The physiological mechanisms that allow the uterus eversion and protrusion are unknown. Hypocalcemia (low serum calcium concentration) is often implicated as a risk factor.

January 18, 2018

3 Min Read
Hypocalcemia: A risk for uterine prolapses?

Researchers: Mariola Grez and Thomas Crenshaw, University of Wisconsin-Madison
Hog producers strive to keep sows healthy and productive, ideally for multiple parities. In recent years, producers have seen an increase in uterine prolapses, and in most cases, these sows must be euthanized. University of Wisconsin-Madison researchers have recently looked at the risk factors for uterine prolapses to determine the causes.

The physiological mechanisms that allow the uterus eversion and protrusion are unknown. Hypocalcemia (low serum calcium concentration) is often implicated as a risk factor, which raises questions about dietary calcium supplementation. However, limited data are available to support that hypocalcemia occurs in sows at farrowing and the early phases of lactation.

In dairy cows, high-calcium diets fed during late-gestation suppress physiological mechanisms required for calcium intestinal absorption and calcium mobilization from bone. These processes are critical to maintain serum calcium levels during early lactation when the calcium demand increases for milk production. Thus dairy cows fed high-calcium diets have a greater prevalence of milk fever.

High-calcium diet studied
This experiment, conducted at the Swine Research and Teaching Center of the University of Wisconsin-Madison between December 2016 and January 2017, aimed to examine the relationship between a high calcium concentration in diets fed to multiparous sows and the development of hypocalcemia during the early lactation phase.

Twelve crossbred (Large White x Landrace) multiparous sows were fed with a control diet (0.65% calcium and 0.60% phosphorus) or with a high-calcium diet (1.75% calcium and 0.70% phosphorus). These diets were fed from gestation Day 90 until the end of lactation.

On Day 112 of gestation indwelling, venous catheters were placed in each sow. Blood samples were collected at 15-minute intervals within four designated times — 7 and 10 a.m., and 1 and 5 p.m. (0700, 1000, 1300 and 1700) — on gestation Day 113 and lactation Days 1, 3 and 5.

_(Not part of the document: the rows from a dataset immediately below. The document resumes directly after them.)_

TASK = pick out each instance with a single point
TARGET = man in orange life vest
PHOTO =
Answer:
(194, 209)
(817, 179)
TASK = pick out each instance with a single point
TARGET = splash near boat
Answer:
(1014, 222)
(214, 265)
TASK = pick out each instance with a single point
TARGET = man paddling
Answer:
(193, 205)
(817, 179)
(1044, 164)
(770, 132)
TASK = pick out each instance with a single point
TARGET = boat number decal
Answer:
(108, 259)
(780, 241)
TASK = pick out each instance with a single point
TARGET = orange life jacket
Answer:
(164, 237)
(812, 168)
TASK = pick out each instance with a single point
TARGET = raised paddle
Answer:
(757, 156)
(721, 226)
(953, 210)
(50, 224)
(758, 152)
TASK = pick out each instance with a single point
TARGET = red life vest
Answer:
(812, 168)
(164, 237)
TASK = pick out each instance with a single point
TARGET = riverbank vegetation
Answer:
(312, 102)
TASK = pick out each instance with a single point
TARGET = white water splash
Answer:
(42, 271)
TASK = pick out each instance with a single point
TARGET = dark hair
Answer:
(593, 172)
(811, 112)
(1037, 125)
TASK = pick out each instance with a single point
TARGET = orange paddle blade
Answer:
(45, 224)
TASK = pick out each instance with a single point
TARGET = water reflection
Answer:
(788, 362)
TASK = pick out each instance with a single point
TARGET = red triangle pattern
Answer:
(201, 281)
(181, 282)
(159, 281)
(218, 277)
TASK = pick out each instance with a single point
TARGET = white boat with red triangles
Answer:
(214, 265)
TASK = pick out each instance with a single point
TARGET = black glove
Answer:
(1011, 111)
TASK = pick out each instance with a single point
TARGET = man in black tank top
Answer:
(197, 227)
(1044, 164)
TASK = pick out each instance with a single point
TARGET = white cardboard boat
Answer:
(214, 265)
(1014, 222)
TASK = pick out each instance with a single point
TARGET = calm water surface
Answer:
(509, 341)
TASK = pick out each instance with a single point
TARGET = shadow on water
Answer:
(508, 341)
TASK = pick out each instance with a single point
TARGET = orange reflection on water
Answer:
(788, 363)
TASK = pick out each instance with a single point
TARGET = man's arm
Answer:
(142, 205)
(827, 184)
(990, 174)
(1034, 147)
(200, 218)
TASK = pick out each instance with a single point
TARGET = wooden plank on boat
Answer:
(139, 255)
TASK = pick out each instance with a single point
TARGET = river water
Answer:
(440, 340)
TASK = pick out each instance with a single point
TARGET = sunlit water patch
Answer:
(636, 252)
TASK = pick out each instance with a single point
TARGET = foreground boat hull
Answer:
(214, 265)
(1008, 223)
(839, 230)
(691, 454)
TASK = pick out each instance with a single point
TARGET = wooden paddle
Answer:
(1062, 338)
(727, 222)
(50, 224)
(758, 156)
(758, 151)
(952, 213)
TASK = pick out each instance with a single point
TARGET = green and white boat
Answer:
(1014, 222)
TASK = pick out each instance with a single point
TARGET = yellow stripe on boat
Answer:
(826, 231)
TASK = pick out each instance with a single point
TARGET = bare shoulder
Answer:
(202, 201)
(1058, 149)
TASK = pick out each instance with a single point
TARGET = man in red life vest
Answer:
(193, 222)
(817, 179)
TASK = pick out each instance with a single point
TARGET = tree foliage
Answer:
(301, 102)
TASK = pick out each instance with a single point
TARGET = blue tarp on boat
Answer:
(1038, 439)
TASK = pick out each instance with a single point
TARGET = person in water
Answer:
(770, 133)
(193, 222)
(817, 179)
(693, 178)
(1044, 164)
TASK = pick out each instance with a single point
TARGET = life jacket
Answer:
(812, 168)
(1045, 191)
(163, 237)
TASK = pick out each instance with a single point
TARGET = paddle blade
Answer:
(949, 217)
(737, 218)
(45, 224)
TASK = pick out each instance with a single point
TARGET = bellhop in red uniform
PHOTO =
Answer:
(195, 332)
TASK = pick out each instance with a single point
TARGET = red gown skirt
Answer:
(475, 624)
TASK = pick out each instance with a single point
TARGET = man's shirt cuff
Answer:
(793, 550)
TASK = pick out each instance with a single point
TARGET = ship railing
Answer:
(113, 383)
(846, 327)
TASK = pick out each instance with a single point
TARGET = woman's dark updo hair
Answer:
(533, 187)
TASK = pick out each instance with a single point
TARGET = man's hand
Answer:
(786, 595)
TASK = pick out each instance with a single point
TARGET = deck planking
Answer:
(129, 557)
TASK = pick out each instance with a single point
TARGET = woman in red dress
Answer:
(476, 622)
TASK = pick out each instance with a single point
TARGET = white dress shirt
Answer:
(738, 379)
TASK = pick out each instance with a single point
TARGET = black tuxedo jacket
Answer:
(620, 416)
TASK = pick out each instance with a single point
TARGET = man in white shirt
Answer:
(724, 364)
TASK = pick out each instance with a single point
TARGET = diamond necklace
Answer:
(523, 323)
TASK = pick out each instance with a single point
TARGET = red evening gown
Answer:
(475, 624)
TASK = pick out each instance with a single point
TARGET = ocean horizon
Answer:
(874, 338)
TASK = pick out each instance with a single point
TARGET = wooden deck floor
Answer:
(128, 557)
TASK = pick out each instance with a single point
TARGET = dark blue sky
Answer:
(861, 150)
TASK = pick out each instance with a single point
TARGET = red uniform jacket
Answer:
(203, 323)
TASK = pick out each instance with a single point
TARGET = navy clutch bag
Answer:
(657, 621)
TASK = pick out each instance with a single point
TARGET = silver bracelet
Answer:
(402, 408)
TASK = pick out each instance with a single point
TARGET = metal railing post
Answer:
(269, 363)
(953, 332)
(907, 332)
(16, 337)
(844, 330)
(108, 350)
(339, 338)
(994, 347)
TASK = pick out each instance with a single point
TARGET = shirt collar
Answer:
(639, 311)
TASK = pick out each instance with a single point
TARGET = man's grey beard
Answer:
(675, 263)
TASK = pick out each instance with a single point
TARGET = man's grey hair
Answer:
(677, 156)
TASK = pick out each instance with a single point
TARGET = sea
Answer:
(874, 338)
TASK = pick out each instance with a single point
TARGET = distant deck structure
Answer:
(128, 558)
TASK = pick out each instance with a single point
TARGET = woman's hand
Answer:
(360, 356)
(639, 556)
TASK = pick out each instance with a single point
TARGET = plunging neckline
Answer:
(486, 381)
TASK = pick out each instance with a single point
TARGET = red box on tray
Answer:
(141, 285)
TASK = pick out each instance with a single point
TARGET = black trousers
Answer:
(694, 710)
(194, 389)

Venous blood gases, electrolytes and total serum calcium and phosphorus were analyzed. Unexpectedly, sows fed with the HCa diet presented a greater (P < 0.01) concentration of blood ionized Ca2+ and total serum calcium at each blood collection time. Ionized Ca2+ was 50% of the total serum Ca for both treatment groups.

Serum phosphorus concentrations were lower (P < 0.01) for sows fed with the HCa diet. Differences due to dietary treatments were not detected (P > 0.05) in blood gases (pH, O2, CO2 and HCO3-), electrolytes (K+, Na+, and Cl-) and blood metabolites (glucose and lactate).

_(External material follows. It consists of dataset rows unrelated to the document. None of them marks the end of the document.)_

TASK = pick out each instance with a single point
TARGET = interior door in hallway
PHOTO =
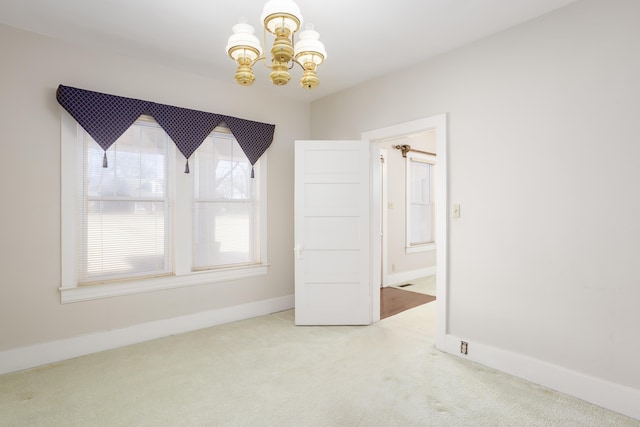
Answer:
(332, 253)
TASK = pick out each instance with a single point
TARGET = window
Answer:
(420, 207)
(123, 210)
(142, 224)
(226, 220)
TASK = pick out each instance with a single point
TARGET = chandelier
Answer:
(281, 18)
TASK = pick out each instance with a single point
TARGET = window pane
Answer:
(124, 238)
(224, 234)
(222, 170)
(421, 202)
(123, 227)
(225, 222)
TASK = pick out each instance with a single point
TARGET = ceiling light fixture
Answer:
(282, 18)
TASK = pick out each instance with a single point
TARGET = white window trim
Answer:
(425, 247)
(182, 229)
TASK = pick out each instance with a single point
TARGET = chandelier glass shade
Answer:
(282, 19)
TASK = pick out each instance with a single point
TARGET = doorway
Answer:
(438, 124)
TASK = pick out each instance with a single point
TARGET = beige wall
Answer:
(32, 68)
(543, 151)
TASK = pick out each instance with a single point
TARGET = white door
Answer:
(332, 252)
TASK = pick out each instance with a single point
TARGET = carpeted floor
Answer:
(268, 372)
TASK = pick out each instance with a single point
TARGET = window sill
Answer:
(108, 290)
(420, 248)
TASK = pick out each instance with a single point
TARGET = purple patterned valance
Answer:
(106, 117)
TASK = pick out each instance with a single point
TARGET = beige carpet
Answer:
(268, 372)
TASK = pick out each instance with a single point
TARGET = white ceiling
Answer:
(363, 38)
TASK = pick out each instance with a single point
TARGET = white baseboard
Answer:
(407, 276)
(616, 397)
(54, 351)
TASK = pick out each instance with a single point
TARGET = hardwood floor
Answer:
(394, 301)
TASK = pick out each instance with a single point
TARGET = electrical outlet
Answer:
(464, 347)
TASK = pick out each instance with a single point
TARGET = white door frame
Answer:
(439, 123)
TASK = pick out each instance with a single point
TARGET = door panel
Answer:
(332, 270)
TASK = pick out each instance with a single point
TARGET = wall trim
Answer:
(406, 276)
(609, 395)
(55, 351)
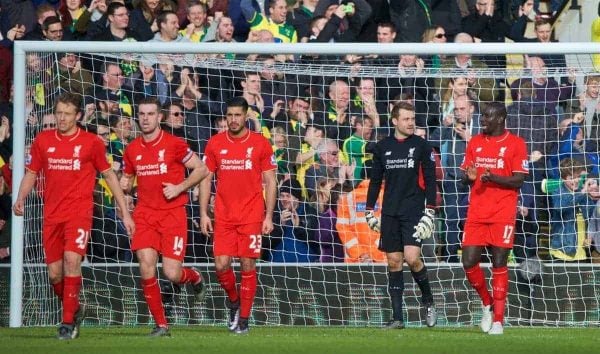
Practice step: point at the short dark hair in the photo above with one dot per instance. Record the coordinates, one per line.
(495, 109)
(193, 3)
(238, 101)
(389, 25)
(110, 10)
(93, 125)
(541, 22)
(162, 17)
(401, 105)
(70, 98)
(150, 100)
(50, 21)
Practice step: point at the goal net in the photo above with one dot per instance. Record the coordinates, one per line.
(330, 273)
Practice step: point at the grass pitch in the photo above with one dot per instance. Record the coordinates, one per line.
(313, 340)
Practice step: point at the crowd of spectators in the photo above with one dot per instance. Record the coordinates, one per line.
(322, 126)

Differences in reproductive parameters (litter size and pig weights) attributable to dietary treatments were not expected.

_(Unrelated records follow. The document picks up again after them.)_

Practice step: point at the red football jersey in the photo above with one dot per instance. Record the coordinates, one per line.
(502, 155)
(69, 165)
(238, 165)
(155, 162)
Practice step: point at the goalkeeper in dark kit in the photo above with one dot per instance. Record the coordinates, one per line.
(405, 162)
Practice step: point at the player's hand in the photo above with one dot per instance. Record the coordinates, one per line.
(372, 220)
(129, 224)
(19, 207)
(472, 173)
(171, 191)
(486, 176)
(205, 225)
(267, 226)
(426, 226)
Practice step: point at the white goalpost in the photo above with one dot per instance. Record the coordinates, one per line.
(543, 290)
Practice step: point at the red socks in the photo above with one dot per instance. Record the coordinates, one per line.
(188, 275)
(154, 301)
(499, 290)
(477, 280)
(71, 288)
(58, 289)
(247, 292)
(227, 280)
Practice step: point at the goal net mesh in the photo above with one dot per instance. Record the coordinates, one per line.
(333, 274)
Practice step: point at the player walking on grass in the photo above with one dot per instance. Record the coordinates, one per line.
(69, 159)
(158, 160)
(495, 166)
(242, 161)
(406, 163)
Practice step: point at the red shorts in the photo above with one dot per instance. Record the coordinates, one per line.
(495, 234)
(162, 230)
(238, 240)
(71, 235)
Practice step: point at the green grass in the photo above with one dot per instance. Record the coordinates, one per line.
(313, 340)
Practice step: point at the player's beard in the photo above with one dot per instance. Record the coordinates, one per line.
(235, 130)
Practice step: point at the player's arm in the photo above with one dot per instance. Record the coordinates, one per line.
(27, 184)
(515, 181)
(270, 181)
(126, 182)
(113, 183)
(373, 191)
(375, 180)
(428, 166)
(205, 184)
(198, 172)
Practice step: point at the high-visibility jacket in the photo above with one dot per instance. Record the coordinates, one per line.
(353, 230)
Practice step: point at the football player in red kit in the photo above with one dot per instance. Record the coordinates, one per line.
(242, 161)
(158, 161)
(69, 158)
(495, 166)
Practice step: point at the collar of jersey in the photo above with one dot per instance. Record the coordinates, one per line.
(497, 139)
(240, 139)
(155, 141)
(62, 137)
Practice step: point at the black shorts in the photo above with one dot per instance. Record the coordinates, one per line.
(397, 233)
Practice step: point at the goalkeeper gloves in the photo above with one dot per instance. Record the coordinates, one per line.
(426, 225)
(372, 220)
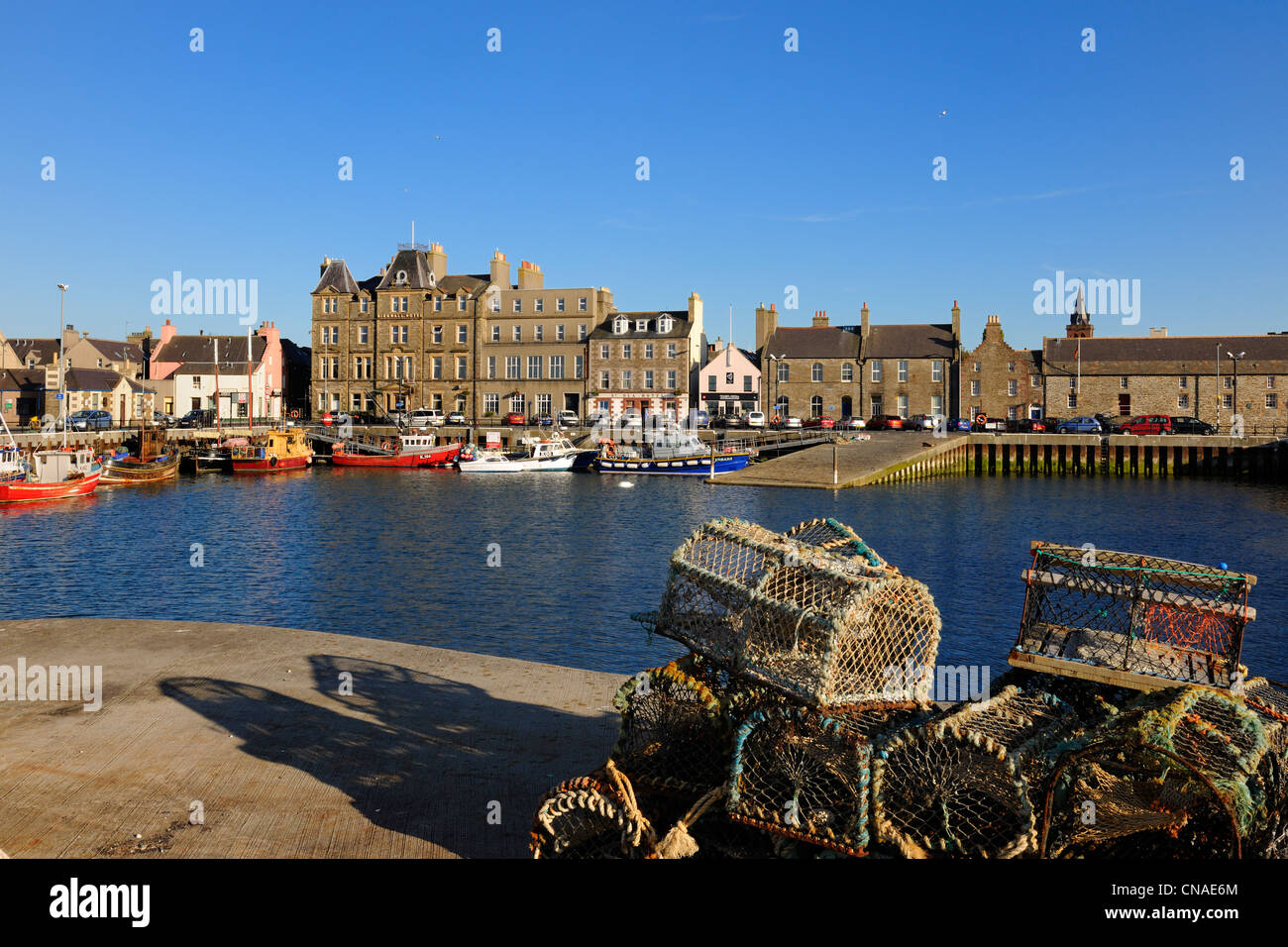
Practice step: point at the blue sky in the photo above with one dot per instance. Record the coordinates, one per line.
(768, 169)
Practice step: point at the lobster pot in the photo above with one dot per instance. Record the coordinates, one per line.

These parameters were recorded, but they were not statistically analyzed. The mean of pig weights at birth was 1.3 kilograms. The mean of litter size at birth (live born) and weaning were 14.7 and 11.4 pigs, respectively.

Unexpectedly, sows fed a high-calcium diet during the month before farrowing, displayed a consistent but slightly higher serum concentration of total calcium than sows fed a control diet (10.93 vs. 9.75 mg/dL).

No hypocalcemia after farrowing
Regardless of the dietary treatment, ionized Ca2+ represented 50% of the total calcium concentration in the serum. Therefore, the high-calcium diet provided during the prefarrowing period was not associated with hypocalcemia after farrowing. However, sows fed the high calcium diet had lower serum phosphorus concentrations compared with the control diet (3.5 vs. 6.0 mg/dL).

Clinical signs of hypophosphatemia (low serum phosphorus concentrations) were not observed. Differences in the blood gases and electrolyte measurements were not detected between sows fed the two dietary treatments. All of the blood gas and electrolyte levels were within the physiologically normal reference ranges. Hormones that regulated the physiological processes involved in maintaining the serum calcium and phosphorus concentrations are being analyzed.

In conclusion, hypocalcemia was not observed in periparturient sows fed with the HCa diets. Conversely, they presented hypophosphatemia. Future experiments should focus on factors other than hypocalcemia to identify causes of uterine prolapses in sows.